May 17 (Bloomberg) -- Increased transparency in credit default-swaps will attract new users to the shrinking market, according to Sunil Hirani, co-founder and chief executive officer at trueEX, a proposed exchange for swaps.
The market structure “needs to be transformed,” Hirani said today at a Futures Industry Association conference in New York.
“Transparency will be the catalyst,” along with the ability to trade on regulated markets, according to Hirani, an architect of the credit-default swap market who co-founded Creditex Inc. While a lack of confidence in structure, increased capital for some privately negotiated contracts and a shrinking market don’t “encourage a lot of people to enter the market,” reasonable margin requirements, regulation and a “true end-of-day close” will help attract new participants, he said.

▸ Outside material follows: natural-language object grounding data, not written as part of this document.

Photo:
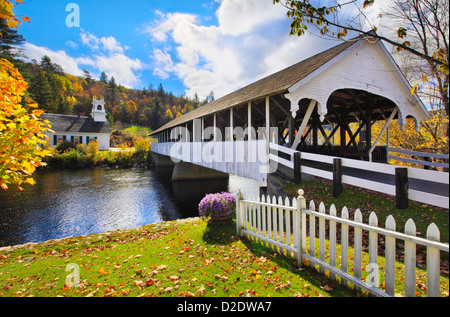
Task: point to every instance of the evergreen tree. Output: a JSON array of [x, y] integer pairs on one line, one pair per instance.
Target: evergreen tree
[[10, 41], [41, 91], [112, 87], [104, 78]]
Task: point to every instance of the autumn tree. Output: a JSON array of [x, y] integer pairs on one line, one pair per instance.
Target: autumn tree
[[22, 142]]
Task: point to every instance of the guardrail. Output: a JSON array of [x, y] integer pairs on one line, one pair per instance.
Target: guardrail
[[384, 178]]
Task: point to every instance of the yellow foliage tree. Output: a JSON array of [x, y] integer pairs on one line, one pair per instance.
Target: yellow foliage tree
[[131, 107], [22, 141], [431, 137]]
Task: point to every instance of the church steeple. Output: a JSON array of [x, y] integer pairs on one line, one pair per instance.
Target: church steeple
[[98, 109]]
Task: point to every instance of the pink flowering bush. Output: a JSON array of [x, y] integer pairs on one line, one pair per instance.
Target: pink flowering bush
[[219, 207]]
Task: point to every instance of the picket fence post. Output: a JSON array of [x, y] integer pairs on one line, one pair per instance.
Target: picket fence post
[[344, 245], [433, 262], [238, 212], [410, 260], [268, 220], [390, 257], [298, 227], [358, 248]]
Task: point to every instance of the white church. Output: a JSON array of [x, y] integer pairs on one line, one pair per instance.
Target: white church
[[81, 129]]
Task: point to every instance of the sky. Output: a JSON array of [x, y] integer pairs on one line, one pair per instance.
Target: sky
[[189, 47]]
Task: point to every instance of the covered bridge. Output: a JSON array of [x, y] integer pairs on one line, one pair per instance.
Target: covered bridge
[[310, 104]]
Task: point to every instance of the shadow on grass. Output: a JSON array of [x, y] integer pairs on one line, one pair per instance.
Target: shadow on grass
[[226, 233]]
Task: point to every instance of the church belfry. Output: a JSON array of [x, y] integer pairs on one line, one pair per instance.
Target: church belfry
[[98, 109]]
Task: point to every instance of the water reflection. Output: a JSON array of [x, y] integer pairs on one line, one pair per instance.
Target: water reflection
[[71, 203]]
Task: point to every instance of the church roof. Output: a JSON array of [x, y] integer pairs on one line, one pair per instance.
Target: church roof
[[75, 124]]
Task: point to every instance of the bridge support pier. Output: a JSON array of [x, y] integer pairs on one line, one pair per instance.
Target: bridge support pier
[[160, 160], [187, 171]]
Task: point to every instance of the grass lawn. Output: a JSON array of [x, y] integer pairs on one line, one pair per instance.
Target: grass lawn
[[184, 258], [180, 258]]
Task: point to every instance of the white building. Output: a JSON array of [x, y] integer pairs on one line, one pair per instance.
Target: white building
[[81, 129]]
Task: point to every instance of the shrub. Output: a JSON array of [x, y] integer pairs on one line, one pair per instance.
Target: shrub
[[219, 207]]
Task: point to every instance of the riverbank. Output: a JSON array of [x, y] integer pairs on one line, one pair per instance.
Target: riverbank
[[177, 258], [181, 258]]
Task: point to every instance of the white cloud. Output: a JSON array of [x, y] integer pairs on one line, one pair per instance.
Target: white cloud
[[121, 67], [111, 45], [70, 64], [107, 55], [250, 41]]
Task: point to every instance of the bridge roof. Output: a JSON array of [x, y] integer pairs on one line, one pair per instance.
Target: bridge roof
[[278, 83], [274, 84]]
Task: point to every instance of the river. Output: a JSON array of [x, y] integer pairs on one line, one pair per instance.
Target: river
[[66, 203]]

The gross notional amount outstanding of credit-default swap products has shrunk to $26.4 trillion from $33.6 trillion in 2008, according to the Depository Trust & Clearing Corp., which runs a central repository for the market. Regulators are still writing the details of the rules for the Dodd-Frank Act, the most sweeping overhaul of U.S. financial regulation since the 1930s, introduced in reaction to the financial crisis of 2008.
In 1999, with $200,000 in capital, Hirani and John McEvoy founded Creditex, an electronic brokerage for credit-default swaps that helped create the auctions that set values for corporate bonds in default. They sold it in 2008 to Atlanta-based Intercontinental Exchange Inc., the second-largest U.S. futures market, for $513 million.
TrueEx applied in January to be a designated contract market, an exchange overseen by the Commodity Futures Trading Commission. Swaps allow investors to hedge or speculate on changes in underlying assets such as interest rates, currencies or the ability of a company to repay its debt. The unregulated market is used by banks, institutional investors and corporations.
If capital requirements are too high, “the product will die,” Larry Tabb, founder of financial-market research and advisory firm Tabb Group LLC, said on the panel today. If a reasonable amount of margin is required, he said “they’ll survive.”